Santana-Quintero Luis, Dingerdissen Hayley, Thierry-Mieg Jean, Mazumder Raja, Simonyan Vahan
Center for Biologics Evaluation and Research, US Food and Drug Administration, Rockville, Maryland, United States of America.
Center for Biologics Evaluation and Research, US Food and Drug Administration, Rockville, Maryland, United States of America; Department of Biochemistry and Molecular Biology, George Washington University Medical Center, Washington, DC, United States of America.
PLoS One. 2014 Jun 11;9(6):e99033. doi: 10.1371/journal.pone.0099033. eCollection 2014.

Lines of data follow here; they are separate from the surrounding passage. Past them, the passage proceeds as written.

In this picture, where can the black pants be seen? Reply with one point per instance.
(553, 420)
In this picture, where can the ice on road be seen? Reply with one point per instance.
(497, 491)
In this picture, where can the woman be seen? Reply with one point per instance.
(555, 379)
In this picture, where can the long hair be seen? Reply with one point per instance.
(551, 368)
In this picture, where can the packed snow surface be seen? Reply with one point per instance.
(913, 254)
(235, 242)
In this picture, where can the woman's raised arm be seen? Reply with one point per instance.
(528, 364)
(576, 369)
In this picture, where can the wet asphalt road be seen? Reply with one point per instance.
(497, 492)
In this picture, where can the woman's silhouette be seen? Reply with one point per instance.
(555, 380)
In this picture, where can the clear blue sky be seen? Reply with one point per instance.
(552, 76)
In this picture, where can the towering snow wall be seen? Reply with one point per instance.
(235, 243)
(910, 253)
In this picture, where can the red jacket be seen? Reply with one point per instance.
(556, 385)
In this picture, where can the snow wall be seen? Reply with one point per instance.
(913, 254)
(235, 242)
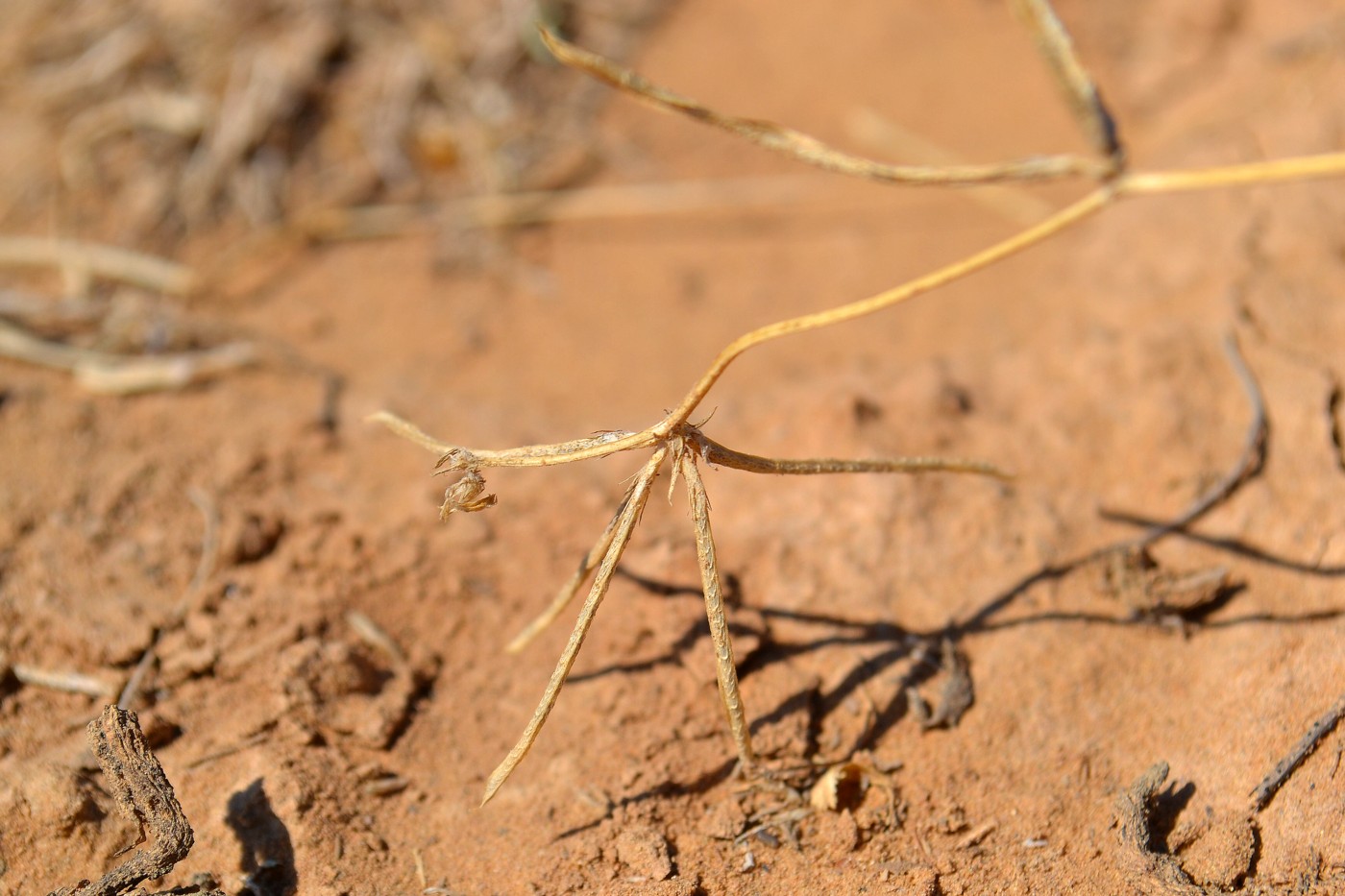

Due to the size of Next-Generation Sequencing data, the computational challenge of sequence alignment has been vast. Inexact alignments can take up to 90% of total CPU time in bioinformatics pipelines. High-performance Integrated Virtual Environment (HIVE), a cloud-based environment optimized for storage and analysis of extra-large data, presents an algorithmic solution: the HIVE-hexagon DNA sequence aligner. HIVE-hexagon implements novel approaches to exploit both characteristics of sequence space and CPU, RAM and Input/Output (I/O) architecture to quickly compute accurate alignments. Key components of HIVE-hexagon include non-redundification and sorting of sequences; floating diagonals of linearized dynamic programming matrices; and consideration of cross-similarity to minimize computations.
由于下一代测序数据的规模,序列比对的计算挑战巨大。在生物信息学流程中,不精确比对可能占用高达90%的总CPU时间。高性能集成虚拟环境(HIVE)是一种针对超大数据的存储和分析进行优化的基于云的环境,它提供了一种算法解决方案:HIVE-六边形DNA序列比对器。HIVE-六边形采用新颖的方法来利用序列空间以及CPU、随机存取存储器和输入/输出(I/O)架构的特性,以快速计算出准确的比对结果。HIVE-六边形的关键组件包括序列的去冗余和排序;线性化动态规划矩阵的浮动对角线;以及考虑交叉相似性以最小化计算量。